Mide acıkıp onu gemledikten sonradır ki anlıyorsun başka taraflarının da aç olduğunu.
Anlıyorsun ki kalbinde gıdaya ruhun da havaya ihtiyaç duyduğunu.
Ve anlıyorsun ki sen sadece maddi cesetten ibaret değilsin.
Aslında aç kalınca başka şeyler de anlıyorsun;
Allahın emriyle aç kalan bir insan anlıyor ki, bir kudret var ve o kudret istese bolluklar içinde yokluklara duçar bırakır insanı.
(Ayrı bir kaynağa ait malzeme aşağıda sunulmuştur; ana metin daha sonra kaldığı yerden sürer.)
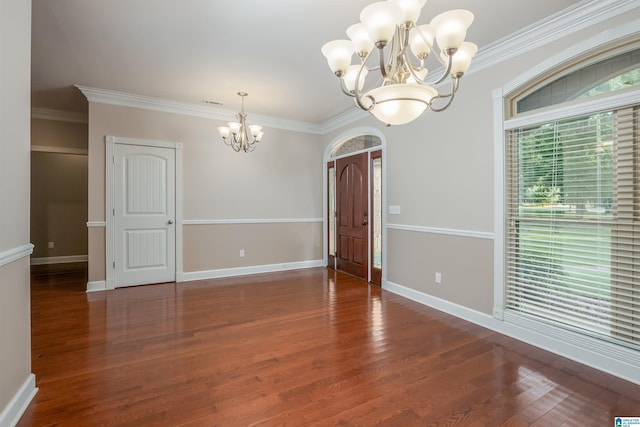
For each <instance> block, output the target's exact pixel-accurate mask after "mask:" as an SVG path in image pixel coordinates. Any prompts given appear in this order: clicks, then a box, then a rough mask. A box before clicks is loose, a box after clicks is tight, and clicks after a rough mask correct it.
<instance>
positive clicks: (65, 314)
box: [18, 264, 640, 427]
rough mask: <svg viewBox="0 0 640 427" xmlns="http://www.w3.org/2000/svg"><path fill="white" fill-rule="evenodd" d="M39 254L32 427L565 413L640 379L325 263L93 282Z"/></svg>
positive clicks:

Anlıyor ki insan başıboş değil.
Ve anlıyor ki insanın her hareketi kontrol ve gözaltındadır.
Ve daha da önemlisi insan gerçek tefekkürlere doğru yol alıyor.
Ve düşünüyor açlığın yokluğun ne demek olduğunu.
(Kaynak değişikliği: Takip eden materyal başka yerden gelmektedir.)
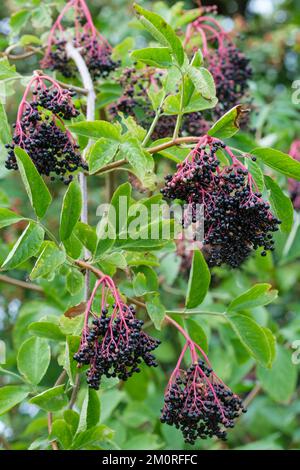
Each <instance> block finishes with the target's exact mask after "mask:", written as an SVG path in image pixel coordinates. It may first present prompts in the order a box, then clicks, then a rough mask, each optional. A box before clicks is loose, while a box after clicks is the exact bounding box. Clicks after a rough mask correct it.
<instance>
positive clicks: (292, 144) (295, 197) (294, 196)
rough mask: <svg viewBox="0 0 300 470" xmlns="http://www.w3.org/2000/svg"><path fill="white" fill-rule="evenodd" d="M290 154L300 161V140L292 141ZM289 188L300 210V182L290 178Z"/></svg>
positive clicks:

Fakirin dünyasını anlıyor.
Fakirliğin çilesini an be an his ediyor.
***
Bu öyle bir ibadet ki tüm ümmetlere farz kılınmış.
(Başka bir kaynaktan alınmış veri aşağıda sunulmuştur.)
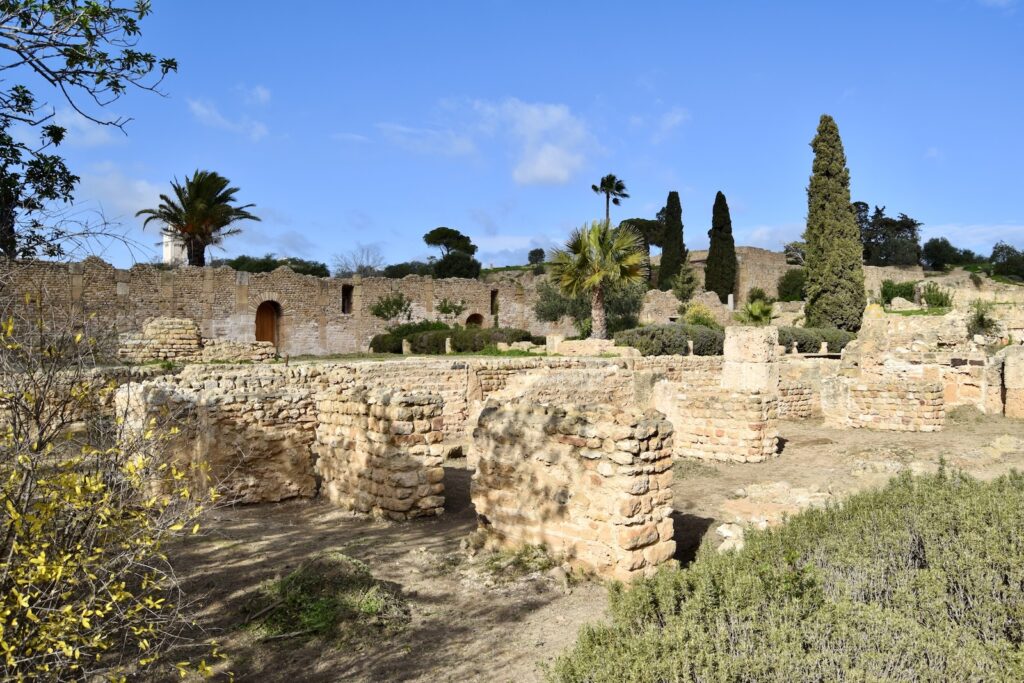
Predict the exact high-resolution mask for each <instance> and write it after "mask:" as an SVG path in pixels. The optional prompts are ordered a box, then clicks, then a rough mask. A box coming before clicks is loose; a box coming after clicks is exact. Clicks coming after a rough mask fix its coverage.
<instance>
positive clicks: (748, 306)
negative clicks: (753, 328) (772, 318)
mask: <svg viewBox="0 0 1024 683" xmlns="http://www.w3.org/2000/svg"><path fill="white" fill-rule="evenodd" d="M762 293H763V291H762ZM736 318H737V319H739V321H740V322H741V323H743V324H745V325H754V326H757V327H762V326H765V325H768V324H769V323H771V318H772V305H771V303H770V302H769V301H768V300H766V299H753V300H751V301H749V302H748V303H746V305H744V306H743V309H742V310H741V311H739V312H737V313H736Z"/></svg>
Her kavim ve her ümmet mecbur kılınmış.
Çünkü yukarıda çok kısa da olsa orucun insan üzerindeki farklı hikmetlerini açmaya çalıştım.
Gerçi bu detayları hemen hemen birçok yerde okuyup anlayabiliyoruz.
Lakin bir mesele var ki orası beni hep düşündürmüştür.
Beddiüzzaman’ın “rüyada hitabe”sini okuduğumdan beri;
Orucun “Sosyo-Kader” cihetini hep düşünmüşümdür.
Osmanlı nasıl ki orucu basite aldı.
Tutmamazlık etti.
Namazı kılmadığı gibi…
Kaderi ilahi 5 sene cephede hem oruç hem de namaz kıldırdı.
İsterseniz bir de tersinden bakalım.
Türkiye’yi düşünelim.
Adı İslam ama pek de dindar bir devlet değil.
Zaten laik bir devlet…
Dini sevdiğini de söyleyemeyiz.
Ama bir gerçek var ki çıktığı tarihe ve de çevresine baktığımızda, bataklık içinde bir gül gibi.
Ortadoğudaki, Asya’daki Afrika’daki özellikle birçok İslam ülkesine göre refah seviyesi çok güzel.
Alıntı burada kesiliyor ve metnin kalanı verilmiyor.